Most field teams included one member from each. Evah had only learned this from the Doctor earlier that morning, who had jokingly complained, "We're the only department with a boring name." She'd agreed — Innovation Department hardly inspired fear.

Now she stood just outside the lab, tablet in hand, pretending to scroll through files while sneaking glances into the briefing room.

"How come no one notices these disappearances?" an Iron Clad rookie asked.

"It's Zone 7 again. What's the CGO there even doing?"

A female Cloak operative smirked. "They know. Of course they do."

"Silence," Commander Xerxes cut in, his tone heavy with warning. His uniform was flawless, not a single crease out of place. Sharp brows framed eyes that could cut through steel. One gloved hand rested at his side with military precision, boots gleaming with a mirror's perfection. Everything about him was sharp — his posture, his voice, his presence. Always strict. Always intimidating.

"It's fine, Commander."

The man at the glass monitor board wore no uniform — just a dark jacket over a plain shirt, paired with casual sneakers. His pretty face, envied and admired in equal measure, carried a quiet warmth that still commanded respect. He smiled faintly, a trace of mercy for the newcomers teetering on the edge of panic.

Major General Erion.

"Let's proceed," he said, tapping the monitor to pull up new data.

A rookie leaned toward the woman beside him. "Is he really the Major General?"

"Shut up, or the Commander will have your head," she murmured.

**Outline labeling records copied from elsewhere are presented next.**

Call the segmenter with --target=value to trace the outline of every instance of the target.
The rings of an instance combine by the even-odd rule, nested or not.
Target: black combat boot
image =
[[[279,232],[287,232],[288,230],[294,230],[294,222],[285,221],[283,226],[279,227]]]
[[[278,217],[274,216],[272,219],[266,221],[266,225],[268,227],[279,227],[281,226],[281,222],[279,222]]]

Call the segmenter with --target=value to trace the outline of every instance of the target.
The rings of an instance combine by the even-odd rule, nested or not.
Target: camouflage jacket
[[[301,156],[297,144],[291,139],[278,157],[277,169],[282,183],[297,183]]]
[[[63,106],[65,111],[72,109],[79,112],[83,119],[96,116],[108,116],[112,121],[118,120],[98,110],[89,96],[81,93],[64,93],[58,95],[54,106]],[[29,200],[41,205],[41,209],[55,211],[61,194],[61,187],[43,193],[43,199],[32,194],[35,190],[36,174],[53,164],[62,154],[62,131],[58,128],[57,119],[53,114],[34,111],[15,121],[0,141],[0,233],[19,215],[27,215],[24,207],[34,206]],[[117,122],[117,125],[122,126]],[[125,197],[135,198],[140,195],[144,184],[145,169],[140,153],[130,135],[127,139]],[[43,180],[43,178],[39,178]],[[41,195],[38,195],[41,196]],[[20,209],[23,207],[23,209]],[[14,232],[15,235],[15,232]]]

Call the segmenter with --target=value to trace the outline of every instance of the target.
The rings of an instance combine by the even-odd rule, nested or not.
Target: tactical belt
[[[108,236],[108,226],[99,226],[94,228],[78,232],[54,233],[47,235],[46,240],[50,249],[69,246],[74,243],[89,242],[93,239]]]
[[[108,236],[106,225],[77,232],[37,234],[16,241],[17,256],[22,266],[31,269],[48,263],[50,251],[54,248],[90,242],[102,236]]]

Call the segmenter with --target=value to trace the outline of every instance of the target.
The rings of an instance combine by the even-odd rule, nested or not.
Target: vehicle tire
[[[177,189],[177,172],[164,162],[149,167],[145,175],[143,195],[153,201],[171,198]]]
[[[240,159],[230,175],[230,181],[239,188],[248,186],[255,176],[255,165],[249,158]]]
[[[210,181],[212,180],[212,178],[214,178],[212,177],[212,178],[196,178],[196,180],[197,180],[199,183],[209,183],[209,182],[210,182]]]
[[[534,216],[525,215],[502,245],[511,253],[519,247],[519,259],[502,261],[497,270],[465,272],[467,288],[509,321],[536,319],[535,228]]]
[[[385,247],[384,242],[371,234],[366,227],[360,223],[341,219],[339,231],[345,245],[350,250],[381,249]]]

"Why does the Commander seem scarier than him?" the rookie whispered back.

"He is scary," another voice said behind him — but it wasn't a teammate.

The rookie froze. Everyone froze.

Erion had been at the front of the room a heartbeat ago. Now he stood directly behind them.

Shouts erupted.

"How—?!"

The Commander only shook his head, like a father disappointed in his sons.

"Hey, it wasn't me," Erion said, raising his hands in mock surrender. His expression didn't soften, but his speed alone silenced the room.

A veteran at the back chuckled and patted the rookie's shoulder. "Relax. He's just messing with you."

Erion returned to the board and finished the briefing with one last warning.

"Remember — always watch your back." His gaze locked on the rookie as he said it.

"Dismissed."

The room emptied until only Erion and Commander Xerxes remained.

"Are you sure you don't want us to escalate?" Erion's tone had shifted, the easygoing facade gone. His voice carried the weight of command.

"Just rescue them," Xerxes replied. "If we push harder, they'll kill — even the young ones. We can't let that happen."

Erion knew he was right. The man before him was younger but sharper than he'd ever been.

"Affirmative."

"Don't worry," Erion said, patting his shoulder. "I'll take care of it."

Then he left, the door closing softly behind him.